Трасевич повернулся так, чтобы заслонить ее от того, кто входил. Ее растерянное, пытавшееся улыбнуться лицо поразило его: «Неужели этот циркуляр умеет плакать?» Но в следующую минуту она уже справилась с собой, и лицо ее приняло прежнее — спокойное и злое — выражение, хоть глаза еще блестели от невысохших слез.

— Как же вы уезжаете? — холодно спросила она. — Разве обложка, которую не приняли, перезаказана?

— Да, конечно, — устало ответил Трасевич и пошел по коридору, на ходу доедая мороженое.

— Старик, ты уезжаешь, но не насовсем. Я правильно тебя понял? — догнал его один из сотрудников.

— Да, — коротко сказал Трасевич.

— Я только не понял, зачем ты опять уезжаешь?

— Моченых яблок давно не ел, — так же устало ответил Трасевич.

6

Вечерами флоксы пахли особенно сильно, что-то звенело в неподвижном воздухе, далеко-далеко мычала корова.

— Вот суетимся. Скоро шестьдесят стукнет, самое время о душе подумать, а мы все суетимся, — сказал Трасевич.

Они сидели втроем на скамейке у палисадника, он вышел их проводить, и они присели на скамейку покурить на посошок.

Роман Чуриков работал начальником пожарной охраны, а Гоша Лебедев был местный поэт. Роман, Гоша и Сергей Трасевич когда-то учились в одном классе. Сначала школа была русская, потом белорусская, потом снова русская, но они так и не доучились в ней, помешала война.

— Какие-то у вас с Гошей занятия неземные, — засмеялся Чуриков, — мне лично о душе думать некогда.

— Уезжать надо, а не хочется, — сказал Трасевич.

— А чего тебе уезжать? Сиди здесь, — Гоша Лебедев просунул руку сквозь штакетник и притянул к себе ветку бузины. — Как пахнет-то!

— Надо ехать, иначе на осеннюю выставку не попаду, — тоскливо сказал Трасевич.

— Пока мы живы — до угла, до первой телефонной будки! Как будто бы весна, как будто еще сирень не расцвела, — нараспев прочел Гоша и встал, протягивая Трасевичу руку.

— А то оставайся, — снова засмеялся Чуриков. — Оформлю тебя пожарником.

— Наконец-то отоспишься, — сказал Гоша.

Чуриков обиделся.

— У нас работа, между прочим, а не как у некоторых, трали-вали. «Еще сирень не расцвела», — передразнил он.

Когда приятели ушли, Трасевич пошел в дом и начал укладывать чемодан. «Почему в Ленинграде, — подумал он, — никогда не получается таких мирных вечеров?
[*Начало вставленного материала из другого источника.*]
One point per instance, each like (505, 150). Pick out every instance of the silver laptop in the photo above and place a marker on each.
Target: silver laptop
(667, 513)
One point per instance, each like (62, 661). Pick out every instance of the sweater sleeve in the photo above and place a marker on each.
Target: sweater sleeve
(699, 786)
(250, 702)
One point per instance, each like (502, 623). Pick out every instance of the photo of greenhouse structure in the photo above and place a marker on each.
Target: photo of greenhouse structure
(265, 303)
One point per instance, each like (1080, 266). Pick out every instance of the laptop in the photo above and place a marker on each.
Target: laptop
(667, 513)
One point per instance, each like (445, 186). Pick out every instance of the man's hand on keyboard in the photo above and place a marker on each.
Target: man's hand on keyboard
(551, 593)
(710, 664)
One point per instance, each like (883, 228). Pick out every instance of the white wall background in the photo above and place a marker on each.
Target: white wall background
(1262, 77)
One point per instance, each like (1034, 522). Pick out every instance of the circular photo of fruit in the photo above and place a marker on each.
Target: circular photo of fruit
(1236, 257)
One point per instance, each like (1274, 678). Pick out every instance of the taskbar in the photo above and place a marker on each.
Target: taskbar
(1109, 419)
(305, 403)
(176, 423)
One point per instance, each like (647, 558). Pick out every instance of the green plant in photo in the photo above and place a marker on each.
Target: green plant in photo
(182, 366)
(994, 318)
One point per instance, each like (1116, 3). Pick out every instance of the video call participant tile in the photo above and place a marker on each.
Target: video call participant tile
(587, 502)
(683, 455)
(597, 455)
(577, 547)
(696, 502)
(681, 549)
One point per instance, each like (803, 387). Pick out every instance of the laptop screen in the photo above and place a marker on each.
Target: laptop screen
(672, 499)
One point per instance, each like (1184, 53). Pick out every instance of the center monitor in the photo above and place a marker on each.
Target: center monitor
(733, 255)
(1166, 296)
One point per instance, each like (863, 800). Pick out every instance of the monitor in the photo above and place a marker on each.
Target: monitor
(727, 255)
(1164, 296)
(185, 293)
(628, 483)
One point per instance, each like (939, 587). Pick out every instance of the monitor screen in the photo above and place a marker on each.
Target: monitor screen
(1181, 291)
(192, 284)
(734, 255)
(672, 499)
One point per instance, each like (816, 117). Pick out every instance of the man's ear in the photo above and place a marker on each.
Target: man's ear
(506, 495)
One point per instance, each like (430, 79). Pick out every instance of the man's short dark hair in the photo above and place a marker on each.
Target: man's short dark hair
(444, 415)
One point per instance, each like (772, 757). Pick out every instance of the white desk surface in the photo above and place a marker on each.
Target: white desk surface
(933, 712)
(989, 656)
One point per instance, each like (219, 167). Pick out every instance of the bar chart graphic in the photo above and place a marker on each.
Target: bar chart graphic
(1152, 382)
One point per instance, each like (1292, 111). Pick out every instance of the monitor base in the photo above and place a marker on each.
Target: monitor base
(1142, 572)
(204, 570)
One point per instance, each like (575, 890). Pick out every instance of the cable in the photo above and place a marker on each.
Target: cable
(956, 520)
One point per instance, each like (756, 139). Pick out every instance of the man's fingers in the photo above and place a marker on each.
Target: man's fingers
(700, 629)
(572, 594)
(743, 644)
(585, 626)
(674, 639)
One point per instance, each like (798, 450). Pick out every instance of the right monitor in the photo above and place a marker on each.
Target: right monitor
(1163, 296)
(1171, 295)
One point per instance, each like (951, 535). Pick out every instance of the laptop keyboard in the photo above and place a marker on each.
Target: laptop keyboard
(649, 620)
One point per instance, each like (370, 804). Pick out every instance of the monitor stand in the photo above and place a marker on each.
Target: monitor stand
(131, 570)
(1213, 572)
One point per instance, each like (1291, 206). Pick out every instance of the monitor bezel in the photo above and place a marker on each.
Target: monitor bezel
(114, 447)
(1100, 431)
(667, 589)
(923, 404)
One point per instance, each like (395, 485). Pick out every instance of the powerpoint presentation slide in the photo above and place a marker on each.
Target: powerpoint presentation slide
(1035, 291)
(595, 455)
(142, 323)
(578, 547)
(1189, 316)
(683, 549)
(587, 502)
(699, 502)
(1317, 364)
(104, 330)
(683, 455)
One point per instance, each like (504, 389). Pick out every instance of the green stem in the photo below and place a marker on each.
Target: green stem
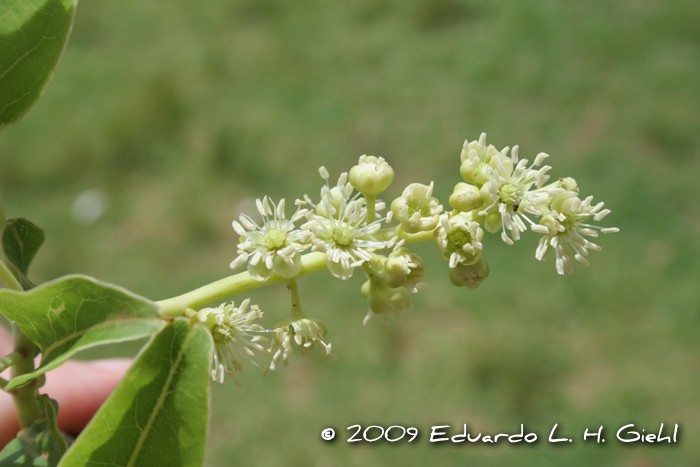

Какой-то шумный, злобный дух зависти витает над головами: где выставился, будут ли рецензии, издадут ли каталог? Суетимся, толкаемся…»

Через месяц наступила осень. В Ленинграде она иногда наступает рано и внезапно. Еще вчера было сухо, тепло, а сегодня зарядил мелкий холодный дождь, и всем стало ясно, что лето кончилось.

Сусанна Александровна забралась на стул и достала с антресолей осенние туфли. «И пальто надену, — решила она. Плащ был старый, а пальто новое. — Надену пальто и возьму зонт».

Когда она подходила к выставочному залу (она бывала на всех выставках и относилась к этому так же серьезно, как к чтению), то еще издали увидела Трасевича. Он стоял на ступеньках с какими-то бородатыми молодыми людьми, и было непонятно, то ли уходит, то ли пришел.